Gericht: Den Berliner gibt es vielleicht gar nicht

Es gibt Berliner Eigenheiten, wie einen mehr oder weniger ausgeprägten Dialekt. Oder die Vorliebe fürs traditionelle Bollenfleisch. Mancher wird den Berlinern vielleicht auch einen gewissen Hang zur Ruppigkeit nachsagen. Das alles reicht jedoch nicht, um selbst aus einem waschechten “Berliner” einen Berliner im Sinne des Gesetzes zu machen.
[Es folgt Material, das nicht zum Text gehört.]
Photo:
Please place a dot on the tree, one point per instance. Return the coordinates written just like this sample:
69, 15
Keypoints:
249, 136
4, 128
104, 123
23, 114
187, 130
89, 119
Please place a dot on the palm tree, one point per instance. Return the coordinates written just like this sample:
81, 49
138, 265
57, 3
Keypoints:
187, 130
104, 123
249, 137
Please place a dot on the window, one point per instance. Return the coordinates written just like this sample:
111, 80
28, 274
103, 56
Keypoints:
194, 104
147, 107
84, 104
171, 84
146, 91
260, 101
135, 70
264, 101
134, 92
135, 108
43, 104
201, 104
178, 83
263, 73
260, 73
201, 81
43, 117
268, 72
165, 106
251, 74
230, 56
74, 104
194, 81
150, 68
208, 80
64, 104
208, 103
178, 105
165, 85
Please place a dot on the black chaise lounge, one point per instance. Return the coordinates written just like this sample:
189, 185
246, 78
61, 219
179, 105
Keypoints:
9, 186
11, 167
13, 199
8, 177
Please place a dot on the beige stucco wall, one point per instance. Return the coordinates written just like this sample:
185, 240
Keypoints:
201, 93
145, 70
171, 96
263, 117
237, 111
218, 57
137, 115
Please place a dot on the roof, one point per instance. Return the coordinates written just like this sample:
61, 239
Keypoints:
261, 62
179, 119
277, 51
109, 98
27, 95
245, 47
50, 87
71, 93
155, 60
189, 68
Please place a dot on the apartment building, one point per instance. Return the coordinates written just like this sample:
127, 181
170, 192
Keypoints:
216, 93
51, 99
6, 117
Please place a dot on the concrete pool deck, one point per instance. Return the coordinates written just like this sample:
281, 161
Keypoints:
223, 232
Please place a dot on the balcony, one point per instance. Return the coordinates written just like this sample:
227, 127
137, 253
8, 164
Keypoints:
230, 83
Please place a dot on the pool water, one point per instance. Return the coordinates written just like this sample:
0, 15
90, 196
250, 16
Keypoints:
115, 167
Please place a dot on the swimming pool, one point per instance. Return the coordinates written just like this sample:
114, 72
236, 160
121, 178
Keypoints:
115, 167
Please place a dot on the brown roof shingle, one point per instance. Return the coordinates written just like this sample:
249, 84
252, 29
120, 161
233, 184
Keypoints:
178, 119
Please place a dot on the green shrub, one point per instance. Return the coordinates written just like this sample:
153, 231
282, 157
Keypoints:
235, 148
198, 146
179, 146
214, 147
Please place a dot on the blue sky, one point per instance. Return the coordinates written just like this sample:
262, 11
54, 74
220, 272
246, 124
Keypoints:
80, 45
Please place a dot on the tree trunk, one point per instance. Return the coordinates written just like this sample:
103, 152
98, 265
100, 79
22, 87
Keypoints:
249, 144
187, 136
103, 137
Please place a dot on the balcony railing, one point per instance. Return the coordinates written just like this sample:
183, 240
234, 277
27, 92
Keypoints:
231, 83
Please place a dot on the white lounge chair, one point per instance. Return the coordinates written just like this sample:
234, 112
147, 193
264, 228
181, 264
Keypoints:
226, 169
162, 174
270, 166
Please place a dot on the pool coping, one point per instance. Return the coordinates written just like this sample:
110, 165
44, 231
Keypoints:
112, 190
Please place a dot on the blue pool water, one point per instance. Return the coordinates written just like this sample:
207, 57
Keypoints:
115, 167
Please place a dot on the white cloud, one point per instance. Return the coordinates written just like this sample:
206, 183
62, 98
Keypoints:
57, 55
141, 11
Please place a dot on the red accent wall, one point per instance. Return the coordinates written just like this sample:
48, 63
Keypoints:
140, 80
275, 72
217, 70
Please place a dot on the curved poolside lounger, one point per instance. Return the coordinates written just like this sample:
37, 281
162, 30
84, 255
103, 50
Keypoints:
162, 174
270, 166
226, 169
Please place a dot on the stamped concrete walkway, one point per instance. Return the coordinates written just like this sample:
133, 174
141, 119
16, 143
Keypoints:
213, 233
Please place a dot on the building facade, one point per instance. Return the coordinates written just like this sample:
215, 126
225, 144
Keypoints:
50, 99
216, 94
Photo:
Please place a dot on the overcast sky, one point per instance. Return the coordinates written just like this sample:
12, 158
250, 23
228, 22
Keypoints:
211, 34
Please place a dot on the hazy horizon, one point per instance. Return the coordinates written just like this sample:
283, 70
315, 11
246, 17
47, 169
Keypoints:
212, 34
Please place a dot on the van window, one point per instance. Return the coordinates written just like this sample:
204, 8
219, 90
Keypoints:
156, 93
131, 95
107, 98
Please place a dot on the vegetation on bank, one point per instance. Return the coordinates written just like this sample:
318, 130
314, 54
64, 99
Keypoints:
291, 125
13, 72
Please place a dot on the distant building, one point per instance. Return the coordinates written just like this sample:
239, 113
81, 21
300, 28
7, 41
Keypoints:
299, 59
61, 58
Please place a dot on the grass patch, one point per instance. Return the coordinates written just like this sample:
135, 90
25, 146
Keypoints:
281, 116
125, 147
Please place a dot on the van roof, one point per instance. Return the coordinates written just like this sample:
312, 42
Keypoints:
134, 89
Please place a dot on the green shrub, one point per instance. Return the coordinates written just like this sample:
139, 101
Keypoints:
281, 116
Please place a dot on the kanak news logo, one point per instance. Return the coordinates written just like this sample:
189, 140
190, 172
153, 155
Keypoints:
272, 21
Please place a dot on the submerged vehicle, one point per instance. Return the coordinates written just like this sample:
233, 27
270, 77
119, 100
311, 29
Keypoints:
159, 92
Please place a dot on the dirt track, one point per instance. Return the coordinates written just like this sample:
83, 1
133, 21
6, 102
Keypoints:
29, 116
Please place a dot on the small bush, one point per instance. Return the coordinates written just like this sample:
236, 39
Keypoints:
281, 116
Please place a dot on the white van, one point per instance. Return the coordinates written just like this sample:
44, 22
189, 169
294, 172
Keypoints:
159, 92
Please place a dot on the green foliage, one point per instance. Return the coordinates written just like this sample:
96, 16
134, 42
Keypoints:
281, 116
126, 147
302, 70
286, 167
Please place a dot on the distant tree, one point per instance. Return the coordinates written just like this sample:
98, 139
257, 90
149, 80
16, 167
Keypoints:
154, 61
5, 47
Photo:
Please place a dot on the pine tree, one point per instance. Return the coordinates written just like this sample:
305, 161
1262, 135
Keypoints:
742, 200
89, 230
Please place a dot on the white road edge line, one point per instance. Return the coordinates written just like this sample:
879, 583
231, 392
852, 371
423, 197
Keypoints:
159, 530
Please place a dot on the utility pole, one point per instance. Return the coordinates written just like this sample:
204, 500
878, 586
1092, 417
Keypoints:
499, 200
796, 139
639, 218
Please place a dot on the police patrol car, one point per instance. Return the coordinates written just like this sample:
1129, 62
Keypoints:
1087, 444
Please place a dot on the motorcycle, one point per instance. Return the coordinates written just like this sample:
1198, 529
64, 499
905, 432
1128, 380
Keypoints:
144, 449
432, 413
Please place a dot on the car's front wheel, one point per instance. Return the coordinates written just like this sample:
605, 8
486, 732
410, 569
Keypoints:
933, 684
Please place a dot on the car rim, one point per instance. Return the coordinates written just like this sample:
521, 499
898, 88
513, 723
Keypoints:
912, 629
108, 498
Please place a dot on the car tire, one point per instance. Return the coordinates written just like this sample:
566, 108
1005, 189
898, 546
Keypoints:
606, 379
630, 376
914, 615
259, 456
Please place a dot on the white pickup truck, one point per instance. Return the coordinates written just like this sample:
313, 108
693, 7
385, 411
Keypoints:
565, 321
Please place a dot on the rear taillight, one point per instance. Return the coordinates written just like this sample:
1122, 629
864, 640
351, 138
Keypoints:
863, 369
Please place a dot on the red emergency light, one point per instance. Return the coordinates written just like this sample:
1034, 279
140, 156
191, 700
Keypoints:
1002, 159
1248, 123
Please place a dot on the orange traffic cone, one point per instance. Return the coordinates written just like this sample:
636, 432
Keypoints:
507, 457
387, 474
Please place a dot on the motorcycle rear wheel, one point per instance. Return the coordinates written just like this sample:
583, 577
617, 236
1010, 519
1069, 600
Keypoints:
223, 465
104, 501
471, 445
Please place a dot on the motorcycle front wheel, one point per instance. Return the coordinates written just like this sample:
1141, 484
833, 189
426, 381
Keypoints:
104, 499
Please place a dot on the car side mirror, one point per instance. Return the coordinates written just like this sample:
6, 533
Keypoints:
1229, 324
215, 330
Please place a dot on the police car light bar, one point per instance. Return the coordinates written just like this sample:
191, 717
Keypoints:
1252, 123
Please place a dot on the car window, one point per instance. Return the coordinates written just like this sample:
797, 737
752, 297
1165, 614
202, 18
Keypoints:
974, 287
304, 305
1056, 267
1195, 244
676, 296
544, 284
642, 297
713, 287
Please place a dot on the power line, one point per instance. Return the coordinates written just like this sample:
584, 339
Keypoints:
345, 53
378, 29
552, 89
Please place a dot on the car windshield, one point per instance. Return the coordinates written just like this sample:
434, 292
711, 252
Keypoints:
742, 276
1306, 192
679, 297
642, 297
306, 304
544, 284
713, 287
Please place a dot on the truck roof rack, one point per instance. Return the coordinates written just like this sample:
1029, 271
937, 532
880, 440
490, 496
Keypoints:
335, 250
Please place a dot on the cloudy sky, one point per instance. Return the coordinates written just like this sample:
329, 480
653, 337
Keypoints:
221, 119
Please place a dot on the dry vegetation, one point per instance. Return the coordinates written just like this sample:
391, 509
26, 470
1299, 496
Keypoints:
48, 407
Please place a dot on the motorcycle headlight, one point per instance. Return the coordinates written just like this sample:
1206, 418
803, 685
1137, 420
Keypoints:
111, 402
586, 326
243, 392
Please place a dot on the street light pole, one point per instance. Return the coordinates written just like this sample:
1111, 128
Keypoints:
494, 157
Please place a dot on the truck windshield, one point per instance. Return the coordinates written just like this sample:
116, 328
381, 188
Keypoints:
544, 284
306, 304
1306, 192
Jedenfalls kann sich jemand nicht nur deshalb auf Diskriminierung berufen, weil er als Berliner durchgeht. Dies musste jetzt ein Berliner Lehrer erfahren. Der Mann fühlte sich zurückgesetzt, weil er gern verbeamtet worden wäre. Dies verweigerte ihm die Schulbehörde jedoch, weil in Berlin Lehrer nur als Angestellte übernommen werden.

Der Lehrer witterte dennoch seine Chance, als Berlin eine groß angelegte Werbeaktion für Lehrer aus anderen Ländern ankurbelte. Wer als bereits beamteter Lehrer nach Berlin wechselte, konnte auch dort als Beamter weiter arbeiten ...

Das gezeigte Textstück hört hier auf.